L’Iran : un pays en mal de démocratie

L’Iran a toujours eu des rapports mitigés avec la communauté internationale. Pour comprendre cela, il faut se plonger dans l’Histoire de cette république. Actuellement, le régime en exercice est pointé du doigt par de nombreux acteurs à cause de son intégrisme et de son manque d’ouverture. Maryam Radjavi figure parmi les leaders de l’opposition et cette femme ne cesse de lutter contre l’intégrisme religieux.

Rétrospective de l’histoire iranienne

Pour comprendre le climat politique en Iran, il faut plonger dans l’histoire de ce pays. La République Islamique d’Iran a officiellement vu le jour en 1979 à la suite du renversement du dernier roi d’Iran. Plusieurs acteurs ont pris part à la révolution iranienne, mais l’« Ayatollah Khomeini » s’est particulièrement illustré et il prit le pouvoir en 1979. Ce chef religieux instaura un régime en faveur des mollahs. Ces derniers occupaient une place centrale dans l’Administration et accédaient à plusieurs postes clés. Les personnes qui souhaitaient mener une carrière politique doivent donc intégrer des groupes religieux.
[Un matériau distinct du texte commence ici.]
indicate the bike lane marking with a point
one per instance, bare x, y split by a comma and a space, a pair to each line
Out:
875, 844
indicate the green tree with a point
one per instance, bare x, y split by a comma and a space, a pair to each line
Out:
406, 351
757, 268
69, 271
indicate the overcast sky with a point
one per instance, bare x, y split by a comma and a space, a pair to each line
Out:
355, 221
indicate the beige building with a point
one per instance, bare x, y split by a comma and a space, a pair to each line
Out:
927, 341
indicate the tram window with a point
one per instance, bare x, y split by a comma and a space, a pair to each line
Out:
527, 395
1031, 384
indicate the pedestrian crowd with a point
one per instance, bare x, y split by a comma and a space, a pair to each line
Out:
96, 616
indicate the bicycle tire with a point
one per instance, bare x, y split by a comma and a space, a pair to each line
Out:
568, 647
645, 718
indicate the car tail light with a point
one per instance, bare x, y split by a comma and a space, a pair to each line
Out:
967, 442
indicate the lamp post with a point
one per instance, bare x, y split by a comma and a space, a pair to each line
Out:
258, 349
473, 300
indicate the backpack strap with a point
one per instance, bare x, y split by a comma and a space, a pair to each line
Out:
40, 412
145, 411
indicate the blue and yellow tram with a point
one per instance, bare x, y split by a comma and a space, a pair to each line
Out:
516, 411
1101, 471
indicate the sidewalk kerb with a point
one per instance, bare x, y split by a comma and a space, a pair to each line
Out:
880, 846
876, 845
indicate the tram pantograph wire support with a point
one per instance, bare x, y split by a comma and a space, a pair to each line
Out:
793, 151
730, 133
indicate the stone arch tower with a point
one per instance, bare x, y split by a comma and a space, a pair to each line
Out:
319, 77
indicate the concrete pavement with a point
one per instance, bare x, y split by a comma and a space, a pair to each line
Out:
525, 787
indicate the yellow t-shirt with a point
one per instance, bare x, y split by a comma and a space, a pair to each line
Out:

Ce faisant, une organisation appelée la SAVAK était chargée de surveiller les agissements des opposants au régime.

L’hégémonie des mollahs a suscité de nombreuses contestations. Néanmoins, toutes les manifestations ont été lourdement réprimées et Maryam  Radjavi fut victime de ces répressions. Au cours de son histoire, l’Iran a eu plusieurs différends avec la communauté internationale et notamment avec les États-Unis. L’affaire des otages en 1971, la guerre contre l’Irak en 1980, la supposée fraude électorale en 2005 et le programme nucléaire iranien ont eu des répercussions négatives sur les relations diplomatiques. Toutefois, quelques militants comme Maryam Radjavi ont redoublé d’efforts pour redorer l’image de l’Iran aux yeux du monde.

Qui est Maryam Radjavi ?

Maryam Radjavi est une grande figure de la résistance iranienne. Elle s’oppose au régime actuel et veut fonder un Iran où la démocratie a réellement une place. Cette femme politique a toujours lutté contre l’intégrisme religieux. Elle estime que l’hégémonie des mollahs est nocive pour la population iranienne. Seules les personnes proches des chefs religieux pourront accéder au pouvoir. Ainsi, le système actuel ne défend pas des valeurs démocratiques, mais prône l’autoritarisme.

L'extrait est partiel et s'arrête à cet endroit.